Cahiliye devrinde Mekke’de kız çocuğu doğan ailede bir hüsran, bir üzüntü olurdu. Aile için bir lekeydi. Zaten bir müddet sonra da diri diri gömülmeye götürülecekti. Efendimiz ilk mücadeleyi başlattı. Rukiye ve Fatıma validelerimizin doğum gününde hediyeler dağıttı, yemekler verdi. Efendimiz ’in 23 senelik Peygamberlik hayatı hep çilelerle doluydu. Yalnız Hatice validemizin vefat ettiği seneye “Hüzün Senesi” denildi. Bir fazilet timsali. Fatıma validemizi çok aziz tutardı, Efendimizin kıymetlisiydi. Efendimiz(sas)’in gelişi ile kadının da değeri arttı. İslam’ın gün ışığına çıkmasıyla, kadın da aydınlandı.
Peygamber Efendimiz (sas) buyuruyor;
“Sizin en hayırlınız ailesine en güzel muamelede bulunandır.”
Toplumumuzda kadına yönelik şiddetin artması; insanlığın imanının zayıflaması, Kur’an ve sünnetin git gide unutulmasından kaynaklanmaktadır. Belirttiğimiz gibi tek reçete İslam’dır. Efendimizin örnek ahlakı ile ahlaklanan her birey kadının toplum için ne kadar önemli olduğunu idrak edecektir.
Kadın toplumun direğidir, zira bir toplum da kadın düzgün olursa toplum abat olur, kötü olursa berbat olur. Bir atasözünde; “el-ümmü medresetün: anne mekteptir/okuldur.” denilmektedir. Kadın çocuklara güzel örnekler sergileyerek, onların ruhunda kalıcı izler bırakmak suretiyle “ilk ve en büyük terbiyeci” olacaktır. İslâm, anneyi sırf biyolojik bir yapı olarak görmez. Annenin manevi yapısında terbiye etme özelliği vardır. Yani, hayâ ve edep sahibi bir nesil yetiştirme. Kadın eşittir anne demektir. ‘’Cennet annelerin ayakları altındadır.’’ Kadın bir milletin büyümesi ve gelişmesi için en tabi yol, kapı, anahtardır, zira bu milletin evlatlarını yetiştirecek olan onlardır. Bireyin düzgün ve güzel ahlaklı yetişmesi yine o bireyi yetiştiren kişiye bağlıdır. Bu hususta kadınımıza büyük rol düşüyor. Annelerimize büyük rol düşüyor.
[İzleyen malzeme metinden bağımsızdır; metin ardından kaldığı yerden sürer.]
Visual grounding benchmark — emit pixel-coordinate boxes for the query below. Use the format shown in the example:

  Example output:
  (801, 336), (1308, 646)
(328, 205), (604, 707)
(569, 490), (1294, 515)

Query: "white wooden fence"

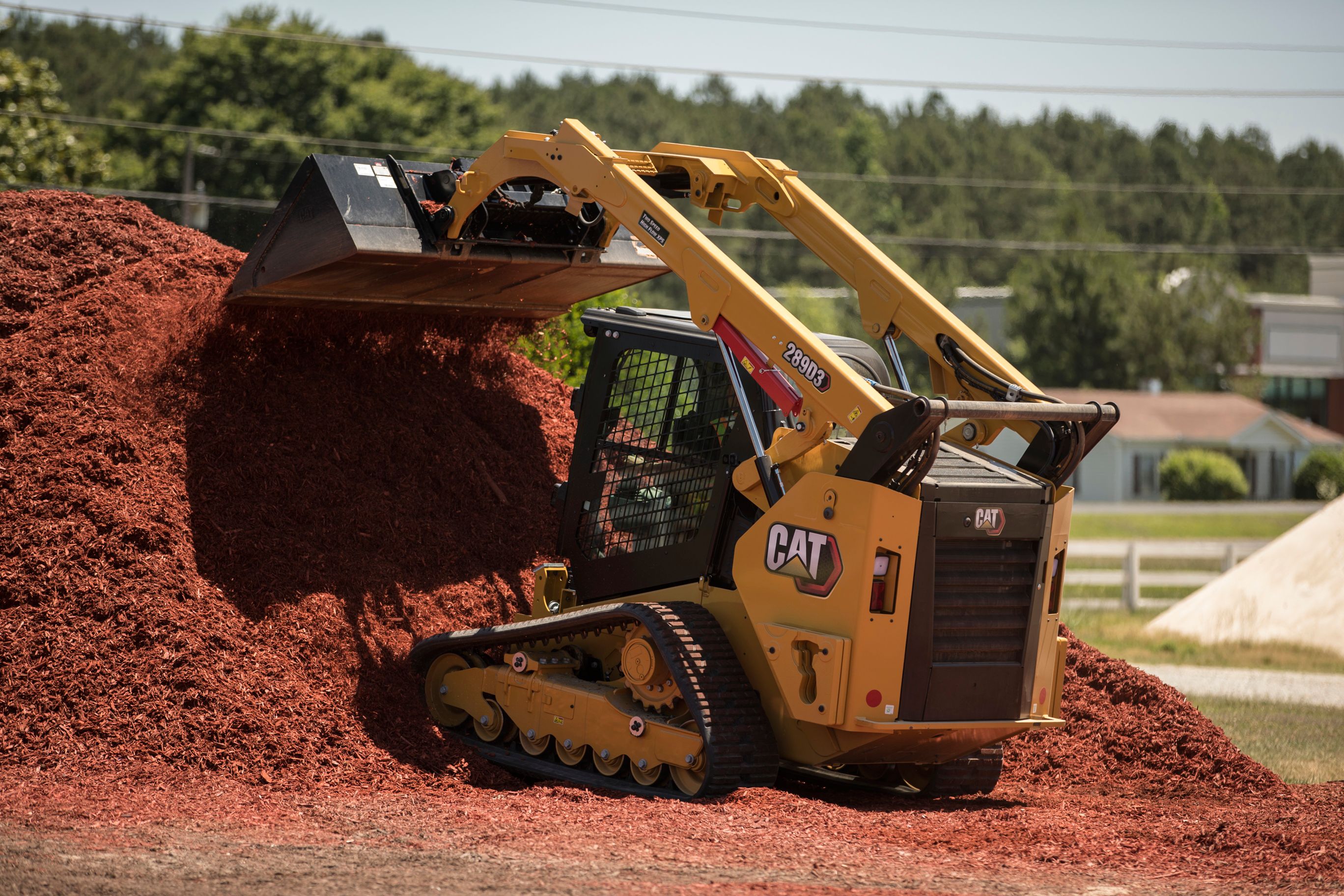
(1064, 539), (1266, 611)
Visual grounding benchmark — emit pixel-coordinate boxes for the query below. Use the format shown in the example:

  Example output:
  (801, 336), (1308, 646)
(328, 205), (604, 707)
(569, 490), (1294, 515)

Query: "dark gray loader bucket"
(232, 156), (668, 318)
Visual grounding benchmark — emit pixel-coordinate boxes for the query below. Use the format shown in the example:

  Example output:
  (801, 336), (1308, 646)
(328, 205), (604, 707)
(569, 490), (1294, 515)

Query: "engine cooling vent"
(933, 537), (1040, 665)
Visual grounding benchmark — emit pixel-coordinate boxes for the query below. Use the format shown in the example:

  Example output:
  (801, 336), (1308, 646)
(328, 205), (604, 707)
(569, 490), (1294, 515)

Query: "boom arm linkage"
(445, 118), (1113, 486)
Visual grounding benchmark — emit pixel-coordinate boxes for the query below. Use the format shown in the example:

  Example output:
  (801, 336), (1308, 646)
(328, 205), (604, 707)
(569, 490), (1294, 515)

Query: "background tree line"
(0, 7), (1344, 388)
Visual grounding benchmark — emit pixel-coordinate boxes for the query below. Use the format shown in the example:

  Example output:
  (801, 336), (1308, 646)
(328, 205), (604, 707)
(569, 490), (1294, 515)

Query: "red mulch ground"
(0, 192), (1344, 880)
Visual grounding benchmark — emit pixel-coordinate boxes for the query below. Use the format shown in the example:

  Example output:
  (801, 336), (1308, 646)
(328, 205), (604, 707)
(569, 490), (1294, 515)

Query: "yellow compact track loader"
(227, 119), (1118, 798)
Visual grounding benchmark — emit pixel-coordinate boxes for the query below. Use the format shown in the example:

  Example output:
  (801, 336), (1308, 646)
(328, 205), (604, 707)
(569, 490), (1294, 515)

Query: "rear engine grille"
(933, 537), (1040, 664)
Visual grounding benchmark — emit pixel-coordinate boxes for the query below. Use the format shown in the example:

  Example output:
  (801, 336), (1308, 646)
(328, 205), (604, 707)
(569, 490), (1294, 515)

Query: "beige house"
(1048, 388), (1344, 501)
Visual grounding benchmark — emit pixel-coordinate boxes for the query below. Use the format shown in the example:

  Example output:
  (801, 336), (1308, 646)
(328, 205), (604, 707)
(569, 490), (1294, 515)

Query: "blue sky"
(62, 0), (1344, 152)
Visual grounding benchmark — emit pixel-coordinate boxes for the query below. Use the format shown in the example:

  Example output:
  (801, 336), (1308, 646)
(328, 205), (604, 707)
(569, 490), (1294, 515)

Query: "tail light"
(868, 554), (900, 613)
(1046, 548), (1067, 615)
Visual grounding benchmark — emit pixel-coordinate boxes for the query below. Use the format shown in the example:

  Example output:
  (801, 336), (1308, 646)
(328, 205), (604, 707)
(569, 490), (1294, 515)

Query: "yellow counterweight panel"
(1027, 485), (1074, 716)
Abdurrahman Cami Hazretleri diyor ki: “Ben annemi nasıl sevmem? O beni bir müddet karnında taşıdı, bir müddet kollarında taşıdı. Hayat boyu da kalbinde taşıyor.”
Bunların hepsi fazilet sahibi annelerdir. Annelerin hakkı ödenmez.
Bahaeddin Nakşibend (k.s.) Hazretleri, “Beni ziyaret etmeye gelen baştan anamın kabrini ziyaret etsin” buyuruyor.
İnşaallah toplum olarak kadının, annelerimizin değerini daha iyi anlayıp idrak ederiz.